結局ヨハネさんの洗礼を受けてからしばらくの間は、アイツもおれ達と一緒に行動していた。 他の仲間は怪訝がって近寄らない。 しかしオレは興味があったんで話してみると、これが意外と面白い。
なんで来たんだと訊くと「ひとを観に来た」という。 故郷じゃ金持ちの大工の息子として育ったんだが、誰も本当の事を言わない。 しかし陰では「不義の子」と揶揄される。 どうも母親がローマ兵に犯されて、それで生まれてきたらしい。 「でもそんな事はどうでもいいんだ」 アイツは溜息を漏らして続ける。

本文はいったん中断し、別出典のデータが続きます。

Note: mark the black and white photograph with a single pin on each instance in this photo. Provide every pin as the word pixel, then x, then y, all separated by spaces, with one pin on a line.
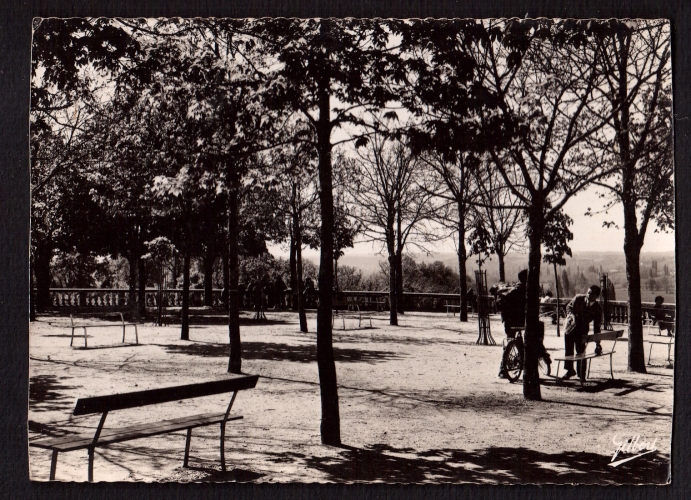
pixel 345 250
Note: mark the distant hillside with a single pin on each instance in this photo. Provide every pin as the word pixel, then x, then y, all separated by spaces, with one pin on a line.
pixel 587 263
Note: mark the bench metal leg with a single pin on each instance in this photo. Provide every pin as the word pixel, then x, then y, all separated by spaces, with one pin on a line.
pixel 187 447
pixel 650 352
pixel 91 465
pixel 53 464
pixel 223 443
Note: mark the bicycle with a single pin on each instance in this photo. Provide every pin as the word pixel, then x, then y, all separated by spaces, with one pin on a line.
pixel 512 359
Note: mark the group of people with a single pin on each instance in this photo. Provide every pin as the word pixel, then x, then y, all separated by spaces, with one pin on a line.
pixel 261 294
pixel 582 310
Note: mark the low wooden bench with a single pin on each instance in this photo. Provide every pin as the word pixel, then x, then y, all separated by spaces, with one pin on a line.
pixel 608 335
pixel 666 339
pixel 121 323
pixel 342 309
pixel 109 403
pixel 379 305
pixel 452 307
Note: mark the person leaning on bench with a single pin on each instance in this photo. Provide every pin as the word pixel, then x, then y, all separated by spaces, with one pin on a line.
pixel 579 313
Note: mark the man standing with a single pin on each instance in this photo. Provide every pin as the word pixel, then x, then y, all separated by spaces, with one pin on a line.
pixel 579 313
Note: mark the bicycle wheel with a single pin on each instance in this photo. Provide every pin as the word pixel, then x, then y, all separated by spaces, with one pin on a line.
pixel 513 360
pixel 544 367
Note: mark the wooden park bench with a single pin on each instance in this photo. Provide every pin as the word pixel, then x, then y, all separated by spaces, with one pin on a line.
pixel 378 305
pixel 451 306
pixel 113 402
pixel 608 335
pixel 344 309
pixel 103 325
pixel 667 339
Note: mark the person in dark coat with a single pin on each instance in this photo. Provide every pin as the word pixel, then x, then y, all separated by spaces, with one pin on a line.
pixel 512 305
pixel 279 292
pixel 308 292
pixel 472 300
pixel 580 312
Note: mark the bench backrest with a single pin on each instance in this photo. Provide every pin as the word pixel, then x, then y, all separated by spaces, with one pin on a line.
pixel 99 404
pixel 666 325
pixel 341 304
pixel 605 335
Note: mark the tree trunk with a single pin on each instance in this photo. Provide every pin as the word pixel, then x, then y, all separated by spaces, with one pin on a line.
pixel 142 287
pixel 235 356
pixel 302 315
pixel 185 313
pixel 632 240
pixel 32 293
pixel 226 275
pixel 330 424
pixel 636 362
pixel 293 271
pixel 208 263
pixel 533 342
pixel 134 270
pixel 42 273
pixel 393 306
pixel 502 271
pixel 399 281
pixel 558 296
pixel 462 257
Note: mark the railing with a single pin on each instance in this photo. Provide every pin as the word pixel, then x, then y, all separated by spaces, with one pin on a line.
pixel 118 298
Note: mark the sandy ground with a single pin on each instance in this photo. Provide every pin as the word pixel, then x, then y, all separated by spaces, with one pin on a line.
pixel 419 403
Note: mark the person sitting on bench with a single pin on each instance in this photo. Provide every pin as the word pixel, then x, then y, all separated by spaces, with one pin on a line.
pixel 579 313
pixel 661 317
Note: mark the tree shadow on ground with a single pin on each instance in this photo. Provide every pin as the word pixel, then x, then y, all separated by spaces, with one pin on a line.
pixel 222 320
pixel 283 352
pixel 624 387
pixel 46 393
pixel 215 475
pixel 507 465
pixel 107 346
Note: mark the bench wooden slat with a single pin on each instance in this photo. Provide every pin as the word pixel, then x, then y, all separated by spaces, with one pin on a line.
pixel 109 436
pixel 99 404
pixel 580 357
pixel 605 335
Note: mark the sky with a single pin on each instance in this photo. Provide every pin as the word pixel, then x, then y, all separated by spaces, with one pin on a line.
pixel 588 233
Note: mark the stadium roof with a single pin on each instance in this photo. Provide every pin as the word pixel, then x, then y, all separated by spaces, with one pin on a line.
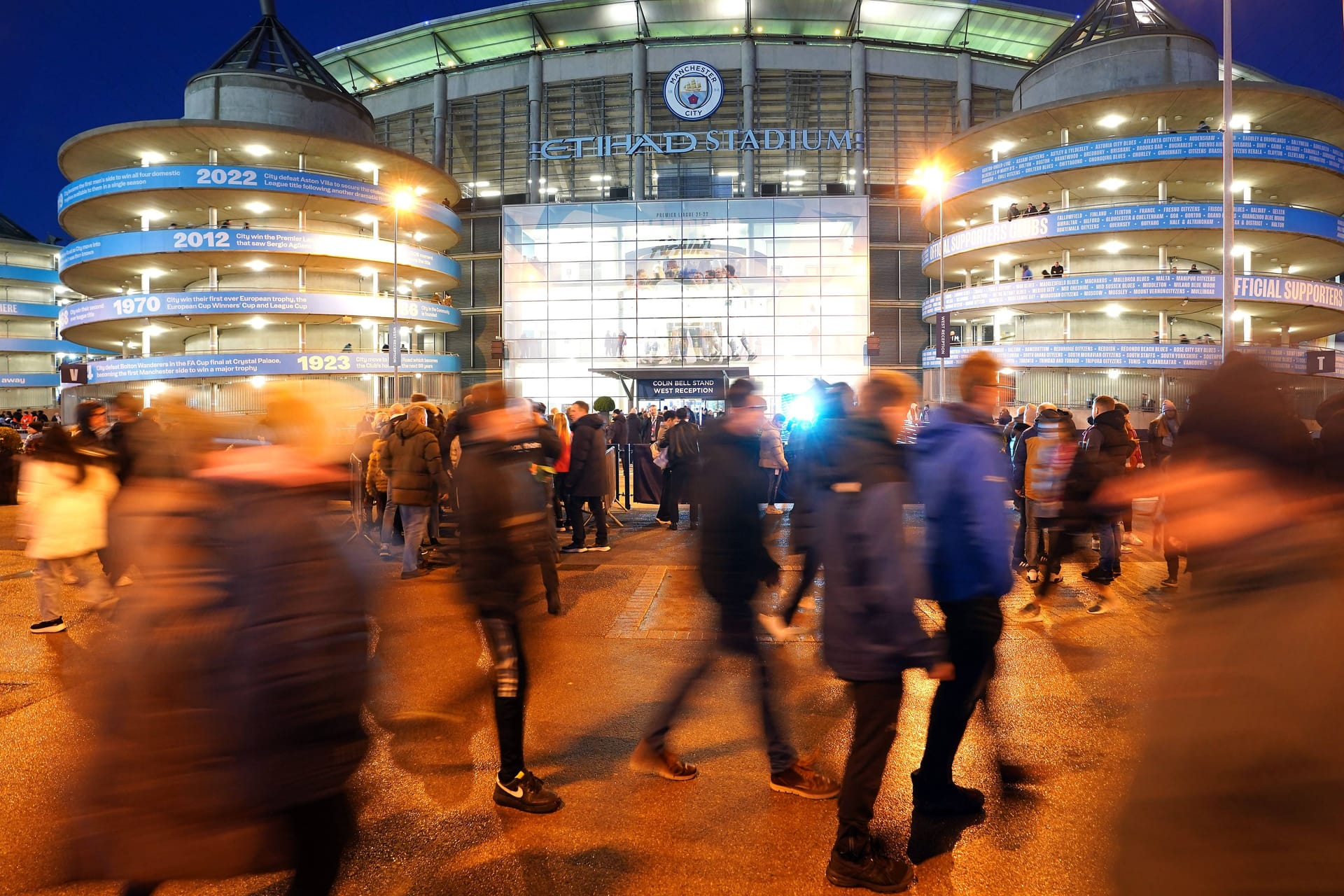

「親父がよく言ってたんだ“ひとを観ろ”って・・・」 道端の木の枝を拾い上げると 「オレの本当の親父じゃないかもしれない」 土の上になんやら文節を書きながら 「でもいつもオレの顔をしっかり見据えてくれたんだぜ」 なにかの一節だろうか 「故郷じゃオレを真直ぐ観てくれるのは親父だけだった」 オレはその一節を知っていた。 聖なる書の言葉 ”汝の隣人を愛せ”
結局40日目にアイツは出て行った。 いやヨハネ教団的には追放されたって事になる。 だって二日酔いのところを見つかっちまったんだ。 ヨハネさんは甘党の例にもれず酒には下戸で、それで酔っ払いが大嫌いだ。 即追放さ。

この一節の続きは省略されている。